Establishment of a Nutrition Advisory Council
- Nutrition Advisory Council shall be established to discuss food-related
topics of concern to the school community and help make policy recommendations
to the School Board of Trustees.
- The 20 Member Nutrition Advisory Council shall be as follows:
- 6 Community/Parent representatives appointed by the San Geronimo
Valley Healthy Community Collaborative.
- School Administrator.
- The School Nurse.
- Up to 3 Classified employees appointed by their employee organization.
- Up to 3 Teachers (one from each program) appointed by their
employee organization.
- 5 Students (3 middle school and 2 elementary school) appointed
by the student council.
- The Advisory Committee shall meet at least six times a year at hours
convenient for public participation.
Maintenance and Repair of Equipment
- The School Board of Trustees instructs the Maintenance Committee
to include kitchen facilities, food preparation and storage of equipment
as high priority in its comprehensive maintenance policy.
- Modernize computer equipment and programs, and institute an automated
accounting system.
Community Use of School District Property
- District facilities, including school kitchens may be available to
community based groups for their use and enjoyment under terms established
by the School Board of Trustees.
A Garden in Every School
The garden classroom is an ideal setting in which students begin to understand
the complexities of natural systems and the need to conserve resources. The
Project calls for the creation of a garden classroom in the Lagunitas Elementary
School District, and the integration of a curriculum which promotes awareness
of the relationship between the way food is grown, the environment, and health.
An integrated curriculum utilizes the garden as a context for teaching
subject matter in the state frameworks. Math, history, science, literature,
writing, art and music-all can be associated with activities in the garden
and these subjects can be enriched and anchored by the energy and excitement
found in the garden classroom.
Through studying the entire food system, from seed to plate, students
come to understand how food reaches the table and the relationship of
agriculture and environment.
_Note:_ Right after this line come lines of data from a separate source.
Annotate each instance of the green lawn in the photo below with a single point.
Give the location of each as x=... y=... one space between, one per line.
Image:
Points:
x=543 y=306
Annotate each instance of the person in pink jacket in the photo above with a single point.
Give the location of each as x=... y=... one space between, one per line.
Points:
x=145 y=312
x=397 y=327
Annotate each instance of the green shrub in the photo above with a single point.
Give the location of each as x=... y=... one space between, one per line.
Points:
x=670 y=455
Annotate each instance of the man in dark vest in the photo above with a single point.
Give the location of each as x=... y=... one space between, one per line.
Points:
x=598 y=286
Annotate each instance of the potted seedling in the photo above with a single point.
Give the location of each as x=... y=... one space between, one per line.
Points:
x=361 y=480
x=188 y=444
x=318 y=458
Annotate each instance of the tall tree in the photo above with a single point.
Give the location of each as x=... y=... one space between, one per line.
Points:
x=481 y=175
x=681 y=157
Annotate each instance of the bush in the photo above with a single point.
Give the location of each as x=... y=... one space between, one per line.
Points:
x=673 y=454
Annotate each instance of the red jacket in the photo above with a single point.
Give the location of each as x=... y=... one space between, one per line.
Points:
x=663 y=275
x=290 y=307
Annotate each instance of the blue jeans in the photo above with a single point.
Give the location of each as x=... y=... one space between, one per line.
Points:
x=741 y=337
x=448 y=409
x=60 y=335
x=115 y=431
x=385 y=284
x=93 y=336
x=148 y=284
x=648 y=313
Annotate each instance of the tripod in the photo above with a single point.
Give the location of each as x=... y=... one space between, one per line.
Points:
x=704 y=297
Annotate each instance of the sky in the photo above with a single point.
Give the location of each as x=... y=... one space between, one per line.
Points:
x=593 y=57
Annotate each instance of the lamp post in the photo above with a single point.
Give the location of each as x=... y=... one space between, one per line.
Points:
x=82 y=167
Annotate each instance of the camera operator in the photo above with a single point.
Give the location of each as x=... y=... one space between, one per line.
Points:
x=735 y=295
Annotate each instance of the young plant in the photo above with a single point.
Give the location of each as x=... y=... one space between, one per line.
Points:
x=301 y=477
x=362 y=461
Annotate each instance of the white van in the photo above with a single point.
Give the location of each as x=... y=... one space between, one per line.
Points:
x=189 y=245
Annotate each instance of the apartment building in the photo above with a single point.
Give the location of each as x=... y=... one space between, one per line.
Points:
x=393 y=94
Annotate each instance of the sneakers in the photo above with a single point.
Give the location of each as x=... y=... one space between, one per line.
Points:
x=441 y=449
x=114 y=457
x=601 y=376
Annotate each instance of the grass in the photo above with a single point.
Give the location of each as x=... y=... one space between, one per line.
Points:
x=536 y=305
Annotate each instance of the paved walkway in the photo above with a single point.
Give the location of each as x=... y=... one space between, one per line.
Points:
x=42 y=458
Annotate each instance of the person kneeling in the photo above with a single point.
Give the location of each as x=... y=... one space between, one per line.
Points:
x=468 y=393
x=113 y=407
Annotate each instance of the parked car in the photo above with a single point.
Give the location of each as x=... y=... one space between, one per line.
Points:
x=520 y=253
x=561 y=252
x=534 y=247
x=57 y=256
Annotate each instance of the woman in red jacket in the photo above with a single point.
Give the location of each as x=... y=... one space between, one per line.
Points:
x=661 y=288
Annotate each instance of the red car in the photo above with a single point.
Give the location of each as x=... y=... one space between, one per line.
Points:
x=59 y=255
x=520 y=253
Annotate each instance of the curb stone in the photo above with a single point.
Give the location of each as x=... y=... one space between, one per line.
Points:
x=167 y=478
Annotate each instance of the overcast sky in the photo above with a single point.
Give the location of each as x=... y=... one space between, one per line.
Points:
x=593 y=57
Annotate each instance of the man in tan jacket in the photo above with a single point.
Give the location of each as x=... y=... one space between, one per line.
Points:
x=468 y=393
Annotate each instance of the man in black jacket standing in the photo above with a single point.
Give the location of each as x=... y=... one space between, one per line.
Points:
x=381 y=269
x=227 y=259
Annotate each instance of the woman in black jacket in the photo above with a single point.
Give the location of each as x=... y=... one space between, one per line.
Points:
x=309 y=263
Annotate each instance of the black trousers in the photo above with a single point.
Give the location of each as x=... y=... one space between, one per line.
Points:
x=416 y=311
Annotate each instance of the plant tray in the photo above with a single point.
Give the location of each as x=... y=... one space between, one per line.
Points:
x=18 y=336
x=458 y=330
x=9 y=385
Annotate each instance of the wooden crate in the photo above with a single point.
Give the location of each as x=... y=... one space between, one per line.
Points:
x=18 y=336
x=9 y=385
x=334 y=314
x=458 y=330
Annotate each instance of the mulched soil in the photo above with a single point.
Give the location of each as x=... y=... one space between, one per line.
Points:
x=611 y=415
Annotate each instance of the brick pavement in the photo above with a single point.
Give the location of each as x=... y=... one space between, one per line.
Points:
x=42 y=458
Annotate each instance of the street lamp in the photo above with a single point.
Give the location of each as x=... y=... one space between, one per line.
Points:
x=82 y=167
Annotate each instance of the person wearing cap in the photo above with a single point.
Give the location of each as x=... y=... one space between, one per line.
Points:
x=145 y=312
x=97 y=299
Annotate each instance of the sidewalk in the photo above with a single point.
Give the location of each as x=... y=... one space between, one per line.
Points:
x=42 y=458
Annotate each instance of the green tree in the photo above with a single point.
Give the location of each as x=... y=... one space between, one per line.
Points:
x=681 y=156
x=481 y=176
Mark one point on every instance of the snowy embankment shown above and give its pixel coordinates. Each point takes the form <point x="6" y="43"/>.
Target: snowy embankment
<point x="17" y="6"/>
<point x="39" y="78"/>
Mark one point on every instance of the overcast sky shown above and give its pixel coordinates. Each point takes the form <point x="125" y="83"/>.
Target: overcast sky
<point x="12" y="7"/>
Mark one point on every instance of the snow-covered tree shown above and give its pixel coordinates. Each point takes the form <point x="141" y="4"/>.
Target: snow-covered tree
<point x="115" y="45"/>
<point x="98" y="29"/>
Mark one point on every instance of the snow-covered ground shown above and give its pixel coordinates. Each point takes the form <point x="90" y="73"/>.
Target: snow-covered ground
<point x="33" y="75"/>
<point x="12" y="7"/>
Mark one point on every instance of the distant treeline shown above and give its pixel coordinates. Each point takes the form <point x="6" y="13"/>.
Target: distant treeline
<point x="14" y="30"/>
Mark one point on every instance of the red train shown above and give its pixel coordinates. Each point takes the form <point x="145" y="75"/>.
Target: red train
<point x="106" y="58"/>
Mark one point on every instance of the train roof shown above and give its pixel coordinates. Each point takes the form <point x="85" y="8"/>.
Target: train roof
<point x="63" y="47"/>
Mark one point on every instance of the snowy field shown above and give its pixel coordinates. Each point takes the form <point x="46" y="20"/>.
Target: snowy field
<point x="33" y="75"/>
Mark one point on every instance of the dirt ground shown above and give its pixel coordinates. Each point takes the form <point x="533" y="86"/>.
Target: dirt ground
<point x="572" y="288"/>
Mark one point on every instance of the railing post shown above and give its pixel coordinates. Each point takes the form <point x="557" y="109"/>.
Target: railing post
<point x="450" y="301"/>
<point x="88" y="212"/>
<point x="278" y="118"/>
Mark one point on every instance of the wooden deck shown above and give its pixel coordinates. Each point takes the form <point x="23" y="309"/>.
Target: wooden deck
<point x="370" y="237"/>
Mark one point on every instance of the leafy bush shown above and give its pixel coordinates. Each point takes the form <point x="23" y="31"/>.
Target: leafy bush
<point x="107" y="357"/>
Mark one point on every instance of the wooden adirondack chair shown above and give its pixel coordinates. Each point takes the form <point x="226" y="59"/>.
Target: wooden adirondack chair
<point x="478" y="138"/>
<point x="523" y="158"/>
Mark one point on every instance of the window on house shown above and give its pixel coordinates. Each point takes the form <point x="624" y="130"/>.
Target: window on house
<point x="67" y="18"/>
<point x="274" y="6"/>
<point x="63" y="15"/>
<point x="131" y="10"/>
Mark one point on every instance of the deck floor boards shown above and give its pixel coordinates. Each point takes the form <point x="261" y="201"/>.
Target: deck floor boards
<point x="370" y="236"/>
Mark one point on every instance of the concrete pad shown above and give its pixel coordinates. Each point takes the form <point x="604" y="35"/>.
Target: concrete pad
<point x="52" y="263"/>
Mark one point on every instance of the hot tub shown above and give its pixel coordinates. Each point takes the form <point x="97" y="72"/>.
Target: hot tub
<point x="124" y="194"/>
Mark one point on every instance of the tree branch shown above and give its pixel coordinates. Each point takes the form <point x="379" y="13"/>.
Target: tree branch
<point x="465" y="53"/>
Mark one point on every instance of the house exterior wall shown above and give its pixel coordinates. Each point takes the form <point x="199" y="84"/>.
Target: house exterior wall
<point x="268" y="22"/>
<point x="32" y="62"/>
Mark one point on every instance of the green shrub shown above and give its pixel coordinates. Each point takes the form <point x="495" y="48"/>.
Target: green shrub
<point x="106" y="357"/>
The garden classroom is used to illustrate
cycles and systems, such as soil fertility, waste cycles, and watersheds.
As students come to understand their relationship to natural systems
and cycle, they can begin to form a context for more sustainable and
equitable patterns of living. Key to this understanding is the little
garden at the school and lessons it has to teach.
The partners in this effort share a common vision of sustainability
and concern for our children and their future. They recognize a need
to understand our place in nature, and to know more about food and ecosystems
and the cycles of life in order to create sustainable communities.